I have a broom habit. I'll admit it. It's not out of control yet, but sometimes I just can't help myself--I see a lovely, well-made broom, and I just have to have it. Currently I am lusting over a handcrafted traditional broom with sassafras broomstick, but I can't justify the cost. It's a sickness. Still, brooms are a tool, and as with any tool, proper care will extend it's useful life. Especially when you've dropped a bundle at your local Renaissance Festival on that carved and hand polished applewood number.
General broom care:
-Always store the broom by hanging it or leaning it upside down. Simply leaving it on the ground warps the shape of the corn.
-Dampen your broom from time to time, or sweep rain or snow from the porch. The moisture will help to clean the corn fibers and keep them from snapping off.
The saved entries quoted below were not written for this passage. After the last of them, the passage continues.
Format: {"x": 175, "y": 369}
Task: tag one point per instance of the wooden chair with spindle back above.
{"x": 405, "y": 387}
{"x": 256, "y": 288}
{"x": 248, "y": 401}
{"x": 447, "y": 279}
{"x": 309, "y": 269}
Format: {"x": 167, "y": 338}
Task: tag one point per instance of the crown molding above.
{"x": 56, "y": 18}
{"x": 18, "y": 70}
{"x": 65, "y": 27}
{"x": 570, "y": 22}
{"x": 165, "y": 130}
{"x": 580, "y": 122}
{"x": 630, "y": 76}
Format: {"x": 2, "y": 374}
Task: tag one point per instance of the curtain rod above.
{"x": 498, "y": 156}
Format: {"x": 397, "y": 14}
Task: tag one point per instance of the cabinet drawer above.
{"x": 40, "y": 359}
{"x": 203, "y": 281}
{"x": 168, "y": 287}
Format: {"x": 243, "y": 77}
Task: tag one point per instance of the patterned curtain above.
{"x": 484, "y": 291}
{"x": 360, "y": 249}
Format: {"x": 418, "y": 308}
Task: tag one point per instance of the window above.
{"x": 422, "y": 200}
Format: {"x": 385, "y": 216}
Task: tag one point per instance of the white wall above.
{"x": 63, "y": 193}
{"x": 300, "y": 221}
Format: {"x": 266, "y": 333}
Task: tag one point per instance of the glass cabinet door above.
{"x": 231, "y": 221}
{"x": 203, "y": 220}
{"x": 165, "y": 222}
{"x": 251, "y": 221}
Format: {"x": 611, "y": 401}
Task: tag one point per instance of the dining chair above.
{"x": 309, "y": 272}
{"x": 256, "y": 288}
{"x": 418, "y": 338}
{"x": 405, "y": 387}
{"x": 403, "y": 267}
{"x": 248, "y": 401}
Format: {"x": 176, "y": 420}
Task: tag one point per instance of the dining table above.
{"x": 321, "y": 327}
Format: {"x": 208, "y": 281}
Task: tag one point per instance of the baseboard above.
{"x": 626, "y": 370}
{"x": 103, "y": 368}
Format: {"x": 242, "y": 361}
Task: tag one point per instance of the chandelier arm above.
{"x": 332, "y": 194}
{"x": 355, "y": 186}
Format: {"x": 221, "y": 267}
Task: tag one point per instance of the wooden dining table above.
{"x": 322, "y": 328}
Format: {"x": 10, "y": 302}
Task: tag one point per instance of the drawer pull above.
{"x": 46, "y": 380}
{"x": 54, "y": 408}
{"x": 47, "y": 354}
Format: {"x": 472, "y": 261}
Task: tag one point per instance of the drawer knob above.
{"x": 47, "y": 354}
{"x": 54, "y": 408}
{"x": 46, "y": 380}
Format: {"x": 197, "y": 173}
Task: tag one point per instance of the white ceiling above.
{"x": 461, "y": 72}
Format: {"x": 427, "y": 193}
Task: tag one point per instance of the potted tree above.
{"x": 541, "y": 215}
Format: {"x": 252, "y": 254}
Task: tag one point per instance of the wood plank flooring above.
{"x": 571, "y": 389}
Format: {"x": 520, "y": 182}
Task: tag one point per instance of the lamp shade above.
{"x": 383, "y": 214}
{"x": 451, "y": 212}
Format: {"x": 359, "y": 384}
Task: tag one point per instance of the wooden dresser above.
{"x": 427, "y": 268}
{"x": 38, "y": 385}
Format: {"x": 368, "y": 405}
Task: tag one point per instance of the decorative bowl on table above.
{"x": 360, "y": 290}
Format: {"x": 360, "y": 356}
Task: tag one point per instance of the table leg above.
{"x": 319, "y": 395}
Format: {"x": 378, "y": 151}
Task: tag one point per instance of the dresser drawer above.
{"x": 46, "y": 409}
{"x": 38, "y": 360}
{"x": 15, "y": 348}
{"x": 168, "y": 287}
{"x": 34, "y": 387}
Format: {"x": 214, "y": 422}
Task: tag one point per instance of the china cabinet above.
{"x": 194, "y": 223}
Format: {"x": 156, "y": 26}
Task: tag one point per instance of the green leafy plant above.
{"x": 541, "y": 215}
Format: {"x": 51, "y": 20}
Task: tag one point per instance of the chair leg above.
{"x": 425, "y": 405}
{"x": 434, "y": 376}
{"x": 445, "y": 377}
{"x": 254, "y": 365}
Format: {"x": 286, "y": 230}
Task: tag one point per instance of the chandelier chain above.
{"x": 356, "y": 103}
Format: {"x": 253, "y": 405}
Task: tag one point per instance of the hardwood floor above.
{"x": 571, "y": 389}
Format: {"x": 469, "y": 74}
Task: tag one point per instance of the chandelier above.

-If your broom bristles get all wonky, soak them in warm water for a minute and then bind them with a rubber band or twine in whatever shape you like (I bind my besom with a rubber band, my kitchen broom with twine). Hang the broom for a couple of days to dry and the shape will be restored.
-Clean your broom after use by running the bristles over a rail or a step.
At least once a year, if not more often, perform a ritual cleansing and blessing on your brooms--even that junky Home Depot special you use to sweep off the front porch. As a tool, that broom is physically and psychically cleansing your space. Treat it with respect. Really good pagans will cleanse and bless their brooms monthly, but I just don't have that kind of time and/or energy. I generally perform my broom blessing at or near the full moon, and almost always in the autumn (there's just something about the season that makes me more aware of magic). The cleansing and blessing can be as complicated or as simple as you like. I'm a simple girl and stick with incense, salt and water blessings. Your words are your own, so say your blessing over this valuable tool, hang it up or display it in a place of honor, and blessed be.